Plant homolog analysis was conducted using BLASTx (e-value≤1e-10) to compare rice, sorghum, Arabidopsis and poplar protein sequences downloaded from the following sites: 67,393 rice (MSU release 6.0; rice.plantbiology.msu.edu), 35,899 sorghum (www.phytozome.net/sorghum), 32,615 Arabidopsis (TAIR v8.0; www.arabidopsis.org) and 45,555 poplar (genome.jgi-psf.org).

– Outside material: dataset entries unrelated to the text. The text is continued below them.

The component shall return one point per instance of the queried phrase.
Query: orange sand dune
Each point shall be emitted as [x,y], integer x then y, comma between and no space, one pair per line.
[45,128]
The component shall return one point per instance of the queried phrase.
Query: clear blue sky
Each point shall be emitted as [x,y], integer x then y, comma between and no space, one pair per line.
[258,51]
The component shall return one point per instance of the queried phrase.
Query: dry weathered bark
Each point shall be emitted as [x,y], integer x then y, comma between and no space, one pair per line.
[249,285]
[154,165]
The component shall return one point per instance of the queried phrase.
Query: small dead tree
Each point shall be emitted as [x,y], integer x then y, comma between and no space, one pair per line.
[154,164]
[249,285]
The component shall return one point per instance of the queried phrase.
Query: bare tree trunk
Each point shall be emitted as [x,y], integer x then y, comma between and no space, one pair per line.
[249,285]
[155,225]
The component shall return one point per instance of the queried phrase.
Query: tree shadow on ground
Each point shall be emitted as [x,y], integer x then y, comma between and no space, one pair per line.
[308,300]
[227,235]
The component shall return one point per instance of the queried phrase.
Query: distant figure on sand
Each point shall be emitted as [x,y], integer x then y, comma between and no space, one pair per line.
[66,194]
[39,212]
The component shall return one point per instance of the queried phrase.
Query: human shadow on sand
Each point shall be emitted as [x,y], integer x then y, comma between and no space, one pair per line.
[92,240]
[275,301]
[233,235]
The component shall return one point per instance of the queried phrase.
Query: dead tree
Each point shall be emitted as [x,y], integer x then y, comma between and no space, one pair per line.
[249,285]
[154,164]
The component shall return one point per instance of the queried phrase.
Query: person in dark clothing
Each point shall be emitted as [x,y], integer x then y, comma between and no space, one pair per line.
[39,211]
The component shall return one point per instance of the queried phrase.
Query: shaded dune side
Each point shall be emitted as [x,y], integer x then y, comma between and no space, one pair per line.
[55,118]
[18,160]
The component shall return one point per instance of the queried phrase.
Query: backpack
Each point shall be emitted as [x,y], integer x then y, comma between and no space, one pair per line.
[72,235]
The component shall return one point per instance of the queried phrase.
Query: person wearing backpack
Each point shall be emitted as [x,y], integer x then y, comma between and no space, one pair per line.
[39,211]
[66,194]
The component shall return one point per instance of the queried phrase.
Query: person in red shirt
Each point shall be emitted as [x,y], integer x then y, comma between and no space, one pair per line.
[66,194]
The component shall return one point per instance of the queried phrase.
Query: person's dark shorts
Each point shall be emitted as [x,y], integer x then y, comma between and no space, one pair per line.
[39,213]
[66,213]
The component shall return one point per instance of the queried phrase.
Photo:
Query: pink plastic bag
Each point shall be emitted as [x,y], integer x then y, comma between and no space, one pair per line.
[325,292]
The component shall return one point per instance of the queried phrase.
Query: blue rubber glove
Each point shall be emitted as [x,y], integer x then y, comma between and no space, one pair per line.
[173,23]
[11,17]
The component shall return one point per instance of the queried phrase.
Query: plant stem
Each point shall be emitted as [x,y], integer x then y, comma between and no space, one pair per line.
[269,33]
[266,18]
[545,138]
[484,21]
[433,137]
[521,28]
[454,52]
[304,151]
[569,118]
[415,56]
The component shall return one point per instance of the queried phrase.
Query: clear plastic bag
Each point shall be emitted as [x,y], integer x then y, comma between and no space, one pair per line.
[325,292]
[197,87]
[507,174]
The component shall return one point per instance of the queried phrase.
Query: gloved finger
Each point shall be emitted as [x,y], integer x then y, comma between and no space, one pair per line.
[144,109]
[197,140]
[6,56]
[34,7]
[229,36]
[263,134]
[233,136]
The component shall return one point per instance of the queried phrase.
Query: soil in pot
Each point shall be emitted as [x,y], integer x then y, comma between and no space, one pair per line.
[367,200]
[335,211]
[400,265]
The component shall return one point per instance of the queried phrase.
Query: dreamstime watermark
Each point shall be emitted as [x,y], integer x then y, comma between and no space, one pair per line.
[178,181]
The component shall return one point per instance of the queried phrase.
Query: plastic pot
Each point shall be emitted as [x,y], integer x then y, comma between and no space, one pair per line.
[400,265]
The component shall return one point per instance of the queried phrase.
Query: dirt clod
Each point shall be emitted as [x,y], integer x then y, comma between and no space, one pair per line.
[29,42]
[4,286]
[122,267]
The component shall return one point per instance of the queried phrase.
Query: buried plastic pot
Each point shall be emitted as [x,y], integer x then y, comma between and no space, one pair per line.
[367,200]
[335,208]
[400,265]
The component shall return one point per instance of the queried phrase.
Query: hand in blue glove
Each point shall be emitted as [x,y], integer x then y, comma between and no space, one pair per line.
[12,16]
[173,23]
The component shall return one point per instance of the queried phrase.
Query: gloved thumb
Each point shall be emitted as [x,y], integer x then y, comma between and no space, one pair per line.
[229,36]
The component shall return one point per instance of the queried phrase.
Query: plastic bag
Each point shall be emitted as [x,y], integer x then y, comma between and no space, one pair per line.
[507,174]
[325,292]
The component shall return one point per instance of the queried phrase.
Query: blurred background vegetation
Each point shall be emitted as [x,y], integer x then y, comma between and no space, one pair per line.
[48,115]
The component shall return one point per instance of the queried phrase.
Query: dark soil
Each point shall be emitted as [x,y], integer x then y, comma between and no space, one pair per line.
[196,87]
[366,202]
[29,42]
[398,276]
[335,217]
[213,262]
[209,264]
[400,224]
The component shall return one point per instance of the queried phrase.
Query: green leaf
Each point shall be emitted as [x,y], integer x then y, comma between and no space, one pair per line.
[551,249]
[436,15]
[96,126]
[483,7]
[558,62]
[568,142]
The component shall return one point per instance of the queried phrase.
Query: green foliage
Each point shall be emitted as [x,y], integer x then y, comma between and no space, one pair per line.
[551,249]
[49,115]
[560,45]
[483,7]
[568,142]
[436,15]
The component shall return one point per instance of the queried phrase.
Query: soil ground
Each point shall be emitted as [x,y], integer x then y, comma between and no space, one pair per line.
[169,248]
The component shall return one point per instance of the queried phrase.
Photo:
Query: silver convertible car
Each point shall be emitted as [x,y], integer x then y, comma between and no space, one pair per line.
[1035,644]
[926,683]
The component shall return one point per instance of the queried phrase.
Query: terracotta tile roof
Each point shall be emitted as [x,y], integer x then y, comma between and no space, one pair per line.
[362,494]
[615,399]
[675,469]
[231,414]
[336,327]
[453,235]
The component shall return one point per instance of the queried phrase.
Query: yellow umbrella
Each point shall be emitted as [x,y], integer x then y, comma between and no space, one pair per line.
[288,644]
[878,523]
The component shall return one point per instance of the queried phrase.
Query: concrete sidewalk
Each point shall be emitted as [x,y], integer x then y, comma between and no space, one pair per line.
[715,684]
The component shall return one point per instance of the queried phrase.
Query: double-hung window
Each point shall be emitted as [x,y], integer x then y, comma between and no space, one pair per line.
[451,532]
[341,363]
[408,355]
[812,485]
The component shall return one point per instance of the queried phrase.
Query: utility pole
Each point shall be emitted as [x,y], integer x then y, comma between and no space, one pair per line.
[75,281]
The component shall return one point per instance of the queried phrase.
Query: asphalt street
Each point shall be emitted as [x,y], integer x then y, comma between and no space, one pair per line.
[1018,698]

The maize FLcDNAs that did not have a homolog were compared with the plant UniProt database , where another 147 rice, sorghum, Arabidopsis or poplar homologs were identified and removed. Then the 1,475 putative unique maize FLcDNAs were mapped to GO annotated maize gene models with ≥95% ID and ≥90% alignment length using BLAT. GO over- and under- representation analysis were performed using Cytoscape  with BiNGO (Biological Networks Gene Ontology, ) plug-in and activating a hypergeometric distribution statistical test (p-value ≤0.05) with Benjamini and Hochberg false discovery rate (FDR) correction  relative to GO annotated maize gene models.
For annotation of all EST and FLcDNA assemblies, the unitrans were searched against the UniProt plants database (2009-06-17) using BLASTx with e-value≤1e-20. The GO annotations were extracted from the UniProt file and gene association file (ftp.ebi.ac.uk/pub/databases/GO/goa/UNIPROT),which were mapped to plant GO Slim . Some of the results were computed by custom Perl scripts, and the rest were obtained from the website, as follows: Table 6 was copied from the “Advanced Summary/Example Queries” page. The number of UniProt matches for the 27k were from the “UniTrans Search”, where “Non-maize UniProt Match” was set to ‘yes’; for the non-putative, the “Match Description” was set to “not putative”. Table 8, Table 9, and the top of Table 10 can all be verified from the PAVE query system.